In Defendant's objection to the Petition, it agrees that the parties have a valid agreement to arbitrate. It objects to the Petition only in that it alleges that it has never refused to arbitrate Plaintiff's claims under the Arbitration Agreement. ECF No. 30. At the Rule 16 conference held on January 23, 2019, Defendant further confirmed that the Arbitration Agreement is a binding contract between the parties and represented that it would submit to arbitration if Plaintiff initiates it under the terms of the Arbitration Agreement.

In response, Plaintiff conceded that he had not initiated AAA arbitration. He stated that he feared he would be unable to afford the filing fee and that the AAA "will assume a conflict of interest, as the respondent [sic] has no trust in the client of the counsel." ECF No. 41 at 1. Those fears are why he filed the Petition in this Court, believing that the filing complies with his contractual duty to arbitrate and protects him by involving the Court (which granted him in forma pauperis status for this case) in the arbitration process. Ultimately, Plaintiff represented that he understands arbitration is mandatory pursuant to the Arbitration Agreement; he does not seek to relitigate the state court decision that the Arbitration Agreement is binding and enforceable and was not terminated by his resignation. He also stated that he believes that he has other, as yet unpled and unmentioned, claims that do not fall within the Arbitration Agreement.

At the time of the Rule 16 conference, Plaintiff did not yet know that the AAA rules have a procedure that is analogous to the Court's in forma pauperis process. Plaintiff's articulation of this fear triggered the Court's directive that Defendant make a filing to clarify whether AAA arbitration can be initiated by an individual like Plaintiff, who cannot afford the filing fee. As noted, supra, n.6, it can.

II. Analysis

"It is black-letter law that a federal court has an obligation to inquire sua sponte into its own subject matter jurisdiction." See McCulloch, 364 F.3d at 5. Article III of the United States Constitution limits this Court's jurisdiction to claims involving actual "cases" or "controversies." U.S. Const. art. III, § 2, cl. 1. Federal courts have authority over two types of cases or controversies. First, there is federal question jurisdiction over "all civil actions arising under the Constitution, laws, or treaties of the United States." 28 U.S.C. § 1331. And second, 28 U.S.C. § 1332 authorizes the Court to hear cases where the parties are diverse - meaning domiciled in different states - and the amount in controversy exceeds $75,000. "Subject-matter jurisdiction, then, is an Art. III as well as a statutory requirement; it functions as a restriction on federal power, and contributes to the characterization of the federal sovereign." Ins. Corp. of Ireland v. Compagnie des Bauxites de Guinee, 456 U.S. 694, 702 (1982). In every case, the Court "must assure itself of both constitutional and statutory subject matter jurisdiction." U.S. House of Representatives v. Burwell, 130 F. Supp. 3d 53, 65 (D.D.C. 2015) (citing Article III for the former and § 1331 for the latter); Comm. on Judiciary, U.S. House of Representatives v. Miers, 558 F. Supp. 2d 53, 64 (D.D.C. 2008) ("§ 1331 provides subject matter jurisdiction"); see also Credit Bureau Strategy Consulting, LLC v. Bridgeforce, LLC, CIVIL No. JKB-18-71, 2018 WL 3546722, at *2 (D. Md. July 23, 2018) ("The most common forms of the federal courts' original subject matter jurisdiction are diversity jurisdiction, see 28 U.S.C. § 1332, and federal question jurisdiction, see 28 U.S.C. § 1331.").

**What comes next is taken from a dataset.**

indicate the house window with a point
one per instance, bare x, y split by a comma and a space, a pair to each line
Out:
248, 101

In analyzing each basis for authority, the Court "may exercise [its] discretion in choosing which of these threshold issues to address initially." Norfolk S. Ry. Co. v. Guthrie, 233 F.3d 532, 534 (7th Cir. 2000) (addressing litigants' arguments "concerning constitutional subject- matter jurisdiction and . . . statutory subject-matter jurisdiction") (citing Steel Co. v. Citizens for a Better Environment, 523 U.S. 83, 97 n.2 (1998)). In this case Plaintiff's core pleading is the Petition, which seeks only to compel arbitration and therefore requires inquiry into the Court's § 1331/1332 authority. The confluence of the parties' positions, which endangers Article III authority, did not manifest until Defendant was served, formally appeared and the Rule 16 conference happened. Since "Article III jurisdiction need not always be examined before any other issue," see Guthrie, 233 F.3d at 534, the unique sequencing of issues in the case makes the statutory question better to answer first. Consequently, this report and recommendation addresses the issues in that order: statutory, then constitutional.

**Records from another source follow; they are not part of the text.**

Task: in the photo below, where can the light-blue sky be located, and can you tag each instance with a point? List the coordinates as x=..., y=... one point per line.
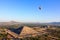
x=27, y=10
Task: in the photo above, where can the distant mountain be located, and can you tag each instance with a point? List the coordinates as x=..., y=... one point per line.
x=53, y=23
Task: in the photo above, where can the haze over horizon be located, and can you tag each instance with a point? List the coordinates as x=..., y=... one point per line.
x=27, y=10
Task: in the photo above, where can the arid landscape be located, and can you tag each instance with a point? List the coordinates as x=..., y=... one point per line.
x=29, y=32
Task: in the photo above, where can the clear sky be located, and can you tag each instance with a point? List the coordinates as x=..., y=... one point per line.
x=27, y=10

A. Statutory Jurisdiction - Federal Question

Relying on the FAA, 9 U.S.C. § 4, Plaintiff asserts jurisdiction based on the presence of federal question and not diversity. He is right to eschew § 1332; the Petition does not establish diversity among the parties because it lists Plaintiff and Defendant as both domiciled in Rhode Island. See Mills v. Brown, 372 F. Supp. 2d 683, 690 (D.R.I. 2005) (no diversity jurisdiction where "Plaintiff states in her complaint that both she and Defendants are residents of Rhode Island, and therefore, the inquiry need go no further"); see also ECF No. 17 at 1, 13-14, 23 (asserting Rhode Island addresses; letterhead with Rhode Island address). Mindful of the leniency owed to Plaintiff as a pro se litigant, the Court's analysis of the Petition seeks to discern whether it satisfies § 1331.

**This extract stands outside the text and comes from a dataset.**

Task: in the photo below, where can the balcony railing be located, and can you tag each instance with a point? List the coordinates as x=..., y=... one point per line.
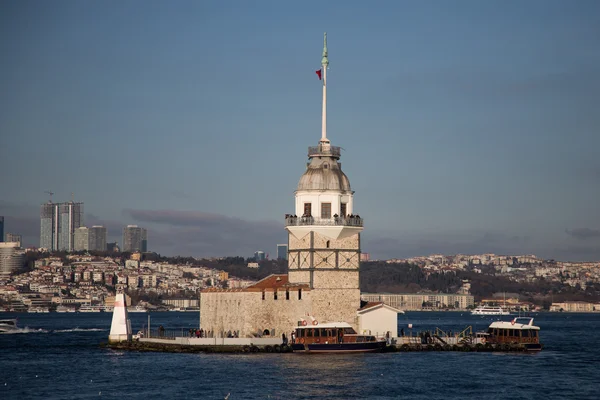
x=324, y=150
x=353, y=220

While courts typically focus on the leniency afforded to pro se litigants in the context of whether they have pled substantive claims for relief, the same principles may be applied in this jurisdictional analysis. See Firstenberg v. City of Sante Fe, N.M., 696 F.3d 1018, 1024 (10th Cir. 2012) (examining pro se complaint for federal question, stating, "we are content to assume without deciding that these same liberal-construction principles apply with full force to the distinct jurisdictional inquiry we are obliged to undertake here").

"[T]he gates of federal question jurisdiction are customarily patrolled by a steely-eyed sentry - the well-pleaded complaint rule." Lawless v. Steward Health Care Sys., LLC, 894 F.3d 9, 17 (1st Cir. 2018). The Court assesses its authority "based on what necessarily appears in the plaintiff's statement of [his] own claim . . . unaided by anything alleged in anticipation of avoidance of defenses which it is thought that a defendant may interpose." Id. "As a matter of common practice, a district court confronted with a question of subject matter jurisdiction reviews a plaintiff's complaint not to judge the merits, but to determine whether the court has the authority to proceed." BIW Deceived v. Local S6, Indus. Union of Marine & Shipbuilding Workers of Am., IAMAW Dist. Lodge 4, 132 F.3d 824, 832 (1st Cir. 1997). This is not a high bar: "The federal claim need not have merit in order for the court to assume jurisdiction." Lawless, 894 F.3d at 18.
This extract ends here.